Gennesaret Kharistio Tjusila, Alexander Hoen, Nils-Christian Kempke, Gioni Mexi, Timo Berthold, Ambros Gleixner, Thorsten Koch, and Sebastian Pokutta won the 2026 Land-Doig MIP Competition, announced at the Mixed-Integer Programming Workshop 2026. The Land-Doig MIP Competition is held yearly in honor of Ailsa H. Land and Alison G. Harcourt (née Doig), the inventors of the branch-and-bound algorithm for mixed-integer programming (MIP). It aims to encourage the development of novel practical techniques for MIP solving. The theme of this year's Land-Doig MIP Competition was GPU-Accelerated Primal Heuristics for MIP, motivated by the increasing momentum behind GPU-based optimization methods such as PDLP, a first-order LP solver based on primal-dual hybrid gradient methods.
The ZIB winning submission — CHAP — is built on three main components: first, on the CPU side, various Fix-and-Propagate strategies along with a CPU-based tabu search and feasibility pump; second, on the GPU side, a GPU-native tabu search algorithm along with low-precision LP solving via cuPDLPx; and third, a coordination mechanism for the various heuristics implemented through a shared solution pool containing high-quality feasible and partial solutions.

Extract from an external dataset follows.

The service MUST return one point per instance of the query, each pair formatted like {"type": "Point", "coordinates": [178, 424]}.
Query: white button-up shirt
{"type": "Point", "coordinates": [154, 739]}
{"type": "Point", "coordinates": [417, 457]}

On the 50 test instances given for the competition, the ZIB submission found feasible solutions for 47 instances, ahead of Gurobi in default mode (44) and NVIDIA cuOpt in heuristics-only mode (43). On the same instance set, the team further demonstrated that a combined CPU–GPU approach outperforms a pure CPU approach on both gap (8.84% vs. 19.57%) and primal integral (41.84 vs. 72.59). The photo shows, from left to right: Christian Tjandraatmadja, software engineer at Google Research's Operations Research team, and Gioni Mexi, who accepted the award on behalf of the team.